口に入れた瞬間に広がる旨み、もちもちとした麺、プリンセスは、あまりの美味しさに瞳を輝かせながら咀嚼を繰り返した。そしてそんなプリンセスを見て、燭台切と三日月はご満悦に笑んだ。



 そして土鍋の中のうどんを全て平らげ「ごちそうさまでした」と声を上げるプリンセス。更に、少し燭台切と三日月と共に会話を交わしたーー。鶴丸が一番に助けてくれた事、目覚めた時に歌仙が看病してくれて事、長谷部が自分以上に顔を青くして駆けつけた事、見舞いに来てくれた宗三と短刀達ーー。

プリンセスがすべてを話し終えると三日月は瞳の奥の三日月を細めて「皆、プリンセスの事が大好きなのだろう」と顔を綻ばせた。燭台切もその言葉に共感する様に、にこっと笑みを浮かべ頷いた。

「燭台切も三日月様も…ありがとう」

感謝の気持ちを目いっぱい込めて言葉にすると「案ずるな」と三日月はプリンセスの頭を撫でた。そして燭台切は「じゃあ安静に…」とプリンセスに声を掛け、三日月と共に部屋から退室した。

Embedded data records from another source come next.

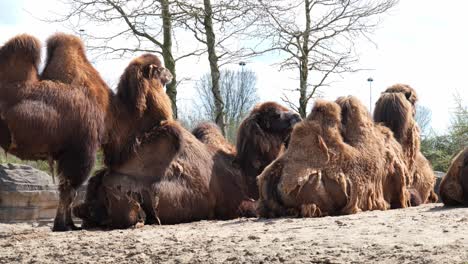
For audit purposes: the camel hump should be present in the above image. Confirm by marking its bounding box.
[41,33,87,84]
[0,34,41,82]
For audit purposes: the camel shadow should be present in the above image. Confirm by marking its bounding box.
[426,204,464,212]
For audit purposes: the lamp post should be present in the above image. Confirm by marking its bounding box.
[367,77,374,114]
[239,61,246,88]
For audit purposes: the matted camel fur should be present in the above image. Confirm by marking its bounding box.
[0,34,106,231]
[258,97,409,217]
[73,55,255,228]
[193,102,301,200]
[439,147,468,206]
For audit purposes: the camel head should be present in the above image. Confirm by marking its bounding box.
[117,54,172,119]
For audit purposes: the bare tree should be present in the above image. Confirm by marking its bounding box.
[415,105,432,137]
[51,0,204,118]
[176,0,256,134]
[256,0,398,117]
[195,69,258,142]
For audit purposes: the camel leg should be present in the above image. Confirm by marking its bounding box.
[52,147,95,231]
[52,181,77,232]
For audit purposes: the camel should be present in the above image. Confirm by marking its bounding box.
[257,97,409,217]
[193,102,301,200]
[0,34,106,231]
[374,84,438,205]
[439,147,468,206]
[73,55,266,228]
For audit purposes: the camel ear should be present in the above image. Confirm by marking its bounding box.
[143,64,172,85]
[157,67,173,85]
[317,135,330,162]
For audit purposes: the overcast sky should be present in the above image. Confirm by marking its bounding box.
[0,0,468,133]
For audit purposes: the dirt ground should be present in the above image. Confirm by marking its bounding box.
[0,204,468,263]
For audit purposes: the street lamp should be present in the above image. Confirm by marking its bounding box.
[367,77,374,114]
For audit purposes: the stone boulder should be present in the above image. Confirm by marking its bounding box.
[0,163,59,222]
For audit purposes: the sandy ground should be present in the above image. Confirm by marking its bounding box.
[0,204,468,263]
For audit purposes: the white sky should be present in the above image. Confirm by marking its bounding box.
[0,0,468,132]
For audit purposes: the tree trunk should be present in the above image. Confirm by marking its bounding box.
[203,0,226,135]
[160,0,177,119]
[299,0,311,118]
[298,60,309,118]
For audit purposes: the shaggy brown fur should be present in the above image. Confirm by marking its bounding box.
[258,97,409,217]
[103,54,172,168]
[41,33,112,109]
[192,122,236,155]
[74,55,254,228]
[193,102,301,200]
[236,102,301,200]
[439,147,468,206]
[374,84,437,203]
[74,121,254,228]
[0,35,104,231]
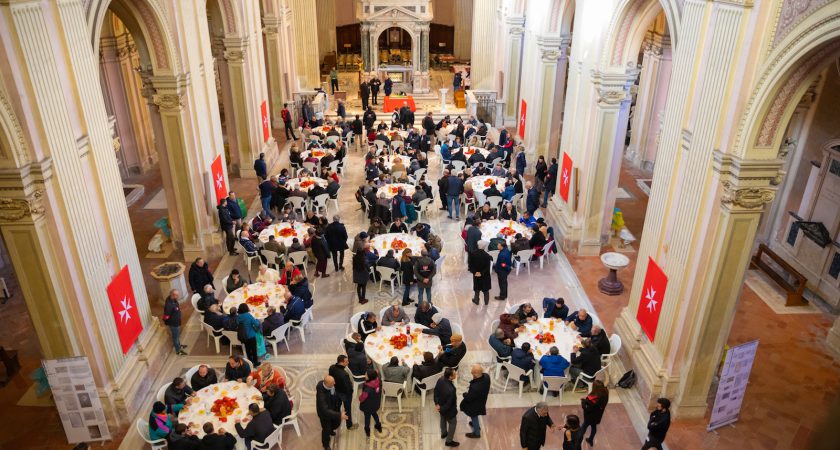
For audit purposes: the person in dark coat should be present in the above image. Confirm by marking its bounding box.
[519,402,554,450]
[580,380,610,446]
[235,403,274,450]
[188,257,216,294]
[324,215,348,272]
[201,422,236,450]
[461,364,490,439]
[435,367,460,447]
[315,375,347,450]
[263,384,292,425]
[467,246,493,305]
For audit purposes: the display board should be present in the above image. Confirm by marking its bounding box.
[41,356,111,444]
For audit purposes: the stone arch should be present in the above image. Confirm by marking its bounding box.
[601,0,680,67]
[735,6,840,159]
[88,0,182,75]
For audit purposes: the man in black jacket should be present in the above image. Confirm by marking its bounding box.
[315,375,347,450]
[519,402,554,450]
[461,364,490,439]
[330,355,359,430]
[435,367,461,447]
[235,403,274,449]
[642,398,671,450]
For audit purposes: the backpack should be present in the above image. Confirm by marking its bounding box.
[616,370,636,389]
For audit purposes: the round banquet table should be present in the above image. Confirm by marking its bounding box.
[365,323,441,367]
[222,282,286,320]
[178,381,263,440]
[370,233,426,260]
[286,177,327,192]
[260,222,309,247]
[513,318,580,361]
[300,148,335,161]
[479,220,532,244]
[376,183,415,198]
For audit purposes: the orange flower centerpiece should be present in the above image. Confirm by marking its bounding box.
[390,333,408,350]
[210,397,239,422]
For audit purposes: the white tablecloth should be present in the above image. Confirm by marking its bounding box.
[479,220,532,247]
[178,381,263,445]
[222,282,286,320]
[365,323,440,367]
[376,183,415,198]
[370,233,426,260]
[513,318,580,361]
[260,222,309,247]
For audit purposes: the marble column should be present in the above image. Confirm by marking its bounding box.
[578,67,639,255]
[289,0,321,90]
[627,34,671,170]
[470,0,498,91]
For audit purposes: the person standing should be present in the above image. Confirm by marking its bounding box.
[467,246,493,305]
[280,104,297,141]
[461,364,490,439]
[370,77,382,105]
[580,380,610,446]
[519,402,554,450]
[315,375,347,450]
[493,240,513,301]
[359,81,370,110]
[642,398,671,450]
[435,367,461,447]
[163,289,187,355]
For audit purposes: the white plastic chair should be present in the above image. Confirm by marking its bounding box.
[502,362,534,398]
[513,249,534,275]
[136,419,166,450]
[376,266,399,297]
[382,381,406,412]
[280,391,303,437]
[288,250,309,276]
[265,322,292,357]
[411,371,443,407]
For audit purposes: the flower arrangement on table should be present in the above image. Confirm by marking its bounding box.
[245,295,268,306]
[210,397,239,422]
[535,333,555,344]
[391,239,408,252]
[390,333,408,350]
[499,227,516,237]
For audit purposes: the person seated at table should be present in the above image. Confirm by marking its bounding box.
[437,333,467,367]
[510,342,537,384]
[414,300,438,327]
[245,362,286,392]
[543,297,569,321]
[257,264,280,284]
[388,217,408,234]
[262,306,286,339]
[280,291,306,322]
[516,303,540,323]
[225,355,251,383]
[357,312,381,342]
[510,233,531,255]
[382,300,408,327]
[488,328,513,362]
[566,308,592,337]
[422,313,452,346]
[263,384,292,425]
[163,377,195,417]
[590,325,610,355]
[190,364,218,391]
[499,313,525,340]
[149,402,172,440]
[411,352,443,394]
[569,338,601,381]
[234,403,274,450]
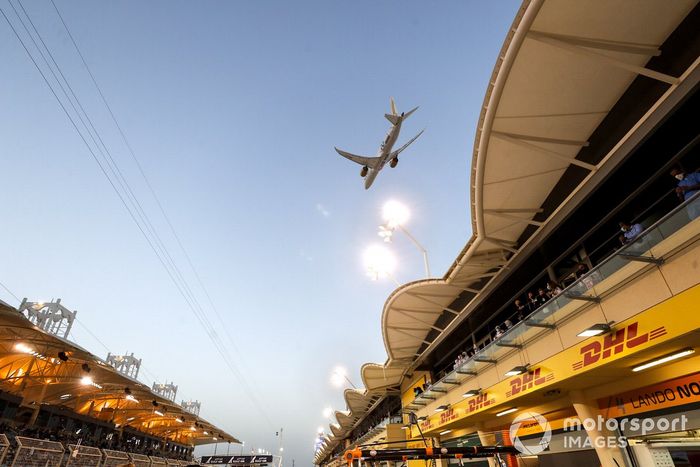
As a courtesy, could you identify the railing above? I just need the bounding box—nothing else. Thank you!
[66,444,102,467]
[11,436,64,467]
[129,453,151,467]
[0,434,10,465]
[406,193,700,410]
[0,433,194,467]
[102,449,130,467]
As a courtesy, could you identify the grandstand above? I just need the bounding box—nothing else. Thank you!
[0,300,239,467]
[314,0,700,467]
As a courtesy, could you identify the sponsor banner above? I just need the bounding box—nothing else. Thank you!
[200,456,272,465]
[598,373,700,418]
[511,408,581,438]
[407,285,700,436]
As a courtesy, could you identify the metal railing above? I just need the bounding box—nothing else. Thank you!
[66,444,102,467]
[0,433,194,467]
[406,192,700,410]
[10,436,64,467]
[0,434,10,465]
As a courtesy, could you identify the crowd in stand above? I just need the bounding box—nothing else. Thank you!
[0,421,192,460]
[440,167,700,378]
[442,263,590,376]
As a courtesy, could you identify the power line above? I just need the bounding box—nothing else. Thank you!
[47,0,249,372]
[0,0,272,432]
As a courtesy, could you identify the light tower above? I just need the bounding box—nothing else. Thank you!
[17,298,78,339]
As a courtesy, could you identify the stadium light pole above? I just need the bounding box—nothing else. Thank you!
[331,366,357,389]
[378,200,432,278]
[363,245,401,286]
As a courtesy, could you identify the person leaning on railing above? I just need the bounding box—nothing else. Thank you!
[618,222,644,245]
[671,167,700,220]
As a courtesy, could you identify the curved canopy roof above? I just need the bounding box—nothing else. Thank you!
[0,304,238,445]
[316,0,697,461]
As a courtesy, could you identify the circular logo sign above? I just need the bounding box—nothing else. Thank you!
[510,412,552,456]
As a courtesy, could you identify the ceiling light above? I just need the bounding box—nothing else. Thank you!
[496,407,518,417]
[632,349,695,372]
[15,342,34,354]
[323,406,333,418]
[578,323,611,337]
[506,365,527,376]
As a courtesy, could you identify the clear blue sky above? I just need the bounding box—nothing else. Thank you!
[0,0,519,465]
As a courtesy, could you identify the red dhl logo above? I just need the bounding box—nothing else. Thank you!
[467,392,496,413]
[506,368,554,397]
[440,407,457,425]
[572,323,666,371]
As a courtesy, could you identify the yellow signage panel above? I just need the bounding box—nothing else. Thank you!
[412,285,700,431]
[598,373,700,418]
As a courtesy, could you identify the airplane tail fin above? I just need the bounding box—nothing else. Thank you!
[403,107,418,120]
[384,114,401,125]
[384,106,418,125]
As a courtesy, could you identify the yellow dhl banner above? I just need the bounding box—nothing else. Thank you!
[598,373,700,418]
[407,285,700,435]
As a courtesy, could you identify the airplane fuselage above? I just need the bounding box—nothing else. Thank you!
[365,117,403,190]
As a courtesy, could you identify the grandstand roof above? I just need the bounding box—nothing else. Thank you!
[0,304,239,446]
[315,0,698,462]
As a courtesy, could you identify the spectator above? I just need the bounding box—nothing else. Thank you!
[527,292,540,312]
[547,280,561,298]
[671,167,700,220]
[574,263,590,279]
[618,222,644,245]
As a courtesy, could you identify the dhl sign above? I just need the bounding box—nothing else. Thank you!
[466,392,496,414]
[440,407,457,425]
[506,368,554,397]
[572,322,667,371]
[404,285,700,432]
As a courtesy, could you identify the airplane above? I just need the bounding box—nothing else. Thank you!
[335,97,425,190]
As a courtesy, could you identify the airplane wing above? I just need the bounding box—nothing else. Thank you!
[391,130,425,159]
[335,148,379,167]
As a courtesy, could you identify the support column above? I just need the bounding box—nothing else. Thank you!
[476,423,498,467]
[569,391,628,467]
[28,383,49,426]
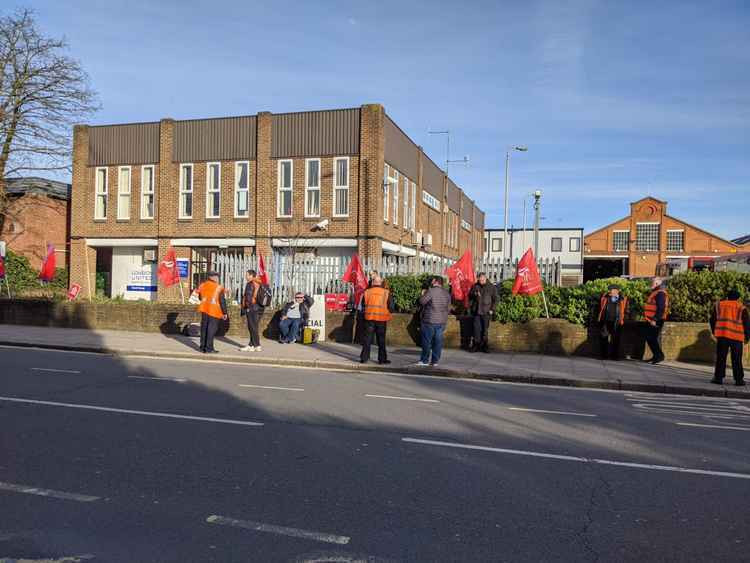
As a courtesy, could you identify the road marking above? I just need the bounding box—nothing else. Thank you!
[0,481,99,502]
[508,407,599,417]
[0,397,263,426]
[401,438,750,479]
[240,383,304,391]
[675,422,750,432]
[128,375,187,383]
[365,395,440,403]
[206,514,351,545]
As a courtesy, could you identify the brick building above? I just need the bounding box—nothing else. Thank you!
[0,177,70,268]
[71,104,484,299]
[583,196,739,280]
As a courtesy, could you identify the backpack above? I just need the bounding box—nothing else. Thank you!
[256,284,273,307]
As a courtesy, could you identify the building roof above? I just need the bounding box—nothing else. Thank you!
[5,180,70,200]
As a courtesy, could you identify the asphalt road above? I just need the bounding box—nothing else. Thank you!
[0,347,750,562]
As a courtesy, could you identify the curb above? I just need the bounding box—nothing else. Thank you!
[0,340,750,400]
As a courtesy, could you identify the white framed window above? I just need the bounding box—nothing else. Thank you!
[612,231,630,252]
[333,160,349,217]
[383,164,391,221]
[117,166,130,220]
[178,164,193,219]
[276,160,294,217]
[141,166,154,219]
[206,162,221,219]
[234,161,250,219]
[305,158,320,217]
[635,223,659,252]
[94,167,109,219]
[667,229,685,252]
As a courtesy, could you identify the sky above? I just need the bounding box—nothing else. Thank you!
[17,0,750,238]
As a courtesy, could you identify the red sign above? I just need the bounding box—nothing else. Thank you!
[326,293,349,311]
[68,283,81,301]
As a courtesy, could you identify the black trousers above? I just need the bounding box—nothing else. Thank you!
[714,338,745,383]
[599,321,622,360]
[201,313,221,352]
[245,305,263,348]
[474,313,490,350]
[359,321,388,362]
[646,322,664,360]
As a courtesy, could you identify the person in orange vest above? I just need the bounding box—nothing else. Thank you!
[643,278,669,365]
[359,275,394,365]
[599,284,628,360]
[710,289,750,385]
[196,272,227,354]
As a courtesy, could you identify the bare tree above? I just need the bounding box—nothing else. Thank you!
[0,10,99,232]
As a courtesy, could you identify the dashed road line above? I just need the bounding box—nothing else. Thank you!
[206,514,351,545]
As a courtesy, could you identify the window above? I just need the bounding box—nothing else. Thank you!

一人となった部屋は少し寂しいが、今日は沢山の刀剣達が見舞いに来てくれたなあ、と先程の出来事を回顧すると自然と笑みが零れた。
そしてプリンセスは、うどんのおかげなのか、それとも刀剣達の優しさのおかげなのか、どちらにせよぽかぽかと温まった心と体に幸福を感じながら瞳を閉じた。